With God alone rests the knowledge of the Last Hour (when it will come). He sends down rain (just at the time and place He alone knows), and He alone knows what is in the wombs. No soul knows what it will reap tomorrow, and no soul knows in what place it will die.1 Surely God is All-Knowing, All-Aware.
  • This verse explains five things of which God alone has exact knowledge. Although the time of rain can be guessed to a certain extent, it is no more than a guess that can be made after the signs of the rain have appeared and, therefore, it is not foreknowledge. The statement referring to what is in the wombs does not merely relate to the sex of the embryo in the womb, but also to its future physical traits; to its inborn capacities and character; and to the question of whether it will be born, and if it is born, what role it will play in life; etc.
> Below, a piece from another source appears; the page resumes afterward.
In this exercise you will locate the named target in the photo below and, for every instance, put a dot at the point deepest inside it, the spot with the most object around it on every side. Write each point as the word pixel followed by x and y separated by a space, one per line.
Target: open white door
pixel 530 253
    As pointed out in note 3 to 3: 3, it is of great significance that the Qur’ān praises the believers first of all for their faith in the Unseen (ghayb). This means that existence is not restricted to what is sensed and observed. This corporeal realm is, according to the measures particular to it, the manifestation of the unseen and unobservable, and it is only one of the numerous realms. The truth or full reality of every phenomenon in this world lies in the world of the Unseen. So, by mentioning five things included in the Unseen in this verse, the Qur’ān draws our attention to God’s absolute, all-encompassing Knowledge vis-à-vis the restricted knowledge of humankind. Human existence is restricted in many respects. Human beings have no dominion over the operation of even their own bodies, let alone over the world as a whole. They cannot prevent themselves from getting hungry and thirsty; they have no part in determining their parents, or the time and place of their birth, nor their physique or physical structure; nor do they know when and where they will die. In addition, they have no knowledge of the future and, in most cases, cannot acquire true knowledge of the past or even of the present. But just as the creation is a whole with all its parts interrelated, time and space also comprise a whole whose parts are linked to one another. Every event in the human realm is not independent of those who do it, or of the time or the place when and where it occurs, or even of the past and the future. So how can a being who is deprived of the exact knowledge of itself, of the other members of its kind, of both time and space, with all their parts, and of its environment, with its relation to the other parts of the universe, claim to order or have authority over its life, as well the lives of others, or dare to give order to the world according to its own will? As this is the truth of the matter, it is only God Who has full knowledge of everything, of all of time and place, and of every being with all its relations to others, time and space. Thus, it is only God Who can have, and Who has, the right to order the life of all creatures.